O governo de São Paulo anunciou hoje o cancelamento do contrato com a Hichens Harrison & Co para a compra de 3 mil respiradores. A empresa é uma intermediária britânica com um fabricante chinês. De acordo o secretário de saúde José Henrique Germann, somente 30% dos equipamentos previstos chegaram ao Brasil. A aquisição foi controversa e levou o MP (Ministério Público) e o TCE (Tribunal de Contas do Estado) a abrirem investigações.

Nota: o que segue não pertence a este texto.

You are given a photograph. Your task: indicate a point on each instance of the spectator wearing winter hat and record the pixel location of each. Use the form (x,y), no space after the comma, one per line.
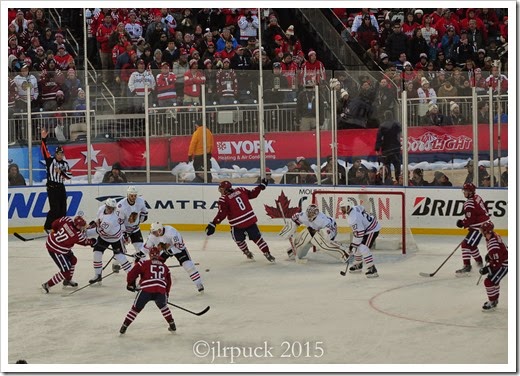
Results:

"Com um dos fornecedores, o contrato terminou ontem e, nesse sentido, não houve a entrega total do que estava acordado. Em questão disso, está cancelado o contrato. Passaremos de uma fase operacional para uma jurídica de encerramento", afirmou Germann em entrevista coletiva no Palácio dos Bandeirantes


O contrato foi assinado em 23 de abril com um valor de US$ 100 milhões e o preço de cada unidade, na época, foi de R$ 180 mil. Ficou combinado que os primeiros mil equipamentos seriam pagos por antecipação. Por este motivo, o estado de São Paulo desembolsou US$ 44 milhões.


A aquisição se deu com dispensa de licitação por causa da emergência da pandemia do novo coronavírus. A promessa era de entrega rápida, mas houve atrasos. As primeiras 500 unidades deveriam ser entregues até o final de abril, o que não ocorreu. A alegação foi de que o governo restringiu o embarque dos equipamentos.


A realidade levou o governo paulista a renegociar o contrato. Ficou acertado que seriam entregues 1.280 respiradores e o secretário disse hoje que o prazo acabou. Ocorre que somente cerca de 450 equipamentos chegaram a São Paulo.


A falta de garantias de entregas no contrato levou o Ministério Publico e o Tribunal de Contas do Estado a abrirem investigações. Houve informações desencontradas, e os e-mails enviados pelo governo para saber a localização dos respiradores não foram respondidos a contento. Em determinado momento, a empresa chegou a revelar que não sabia o paradeiro dos equipamentos.


O cancelamento não é uma surpresa. Em 5 de junho o governador João Doria havia mencionado que iria cancelar a compra se o acordo não fosse honrado. O secretário de Saúde disse que a questão será encaminhada à justiça.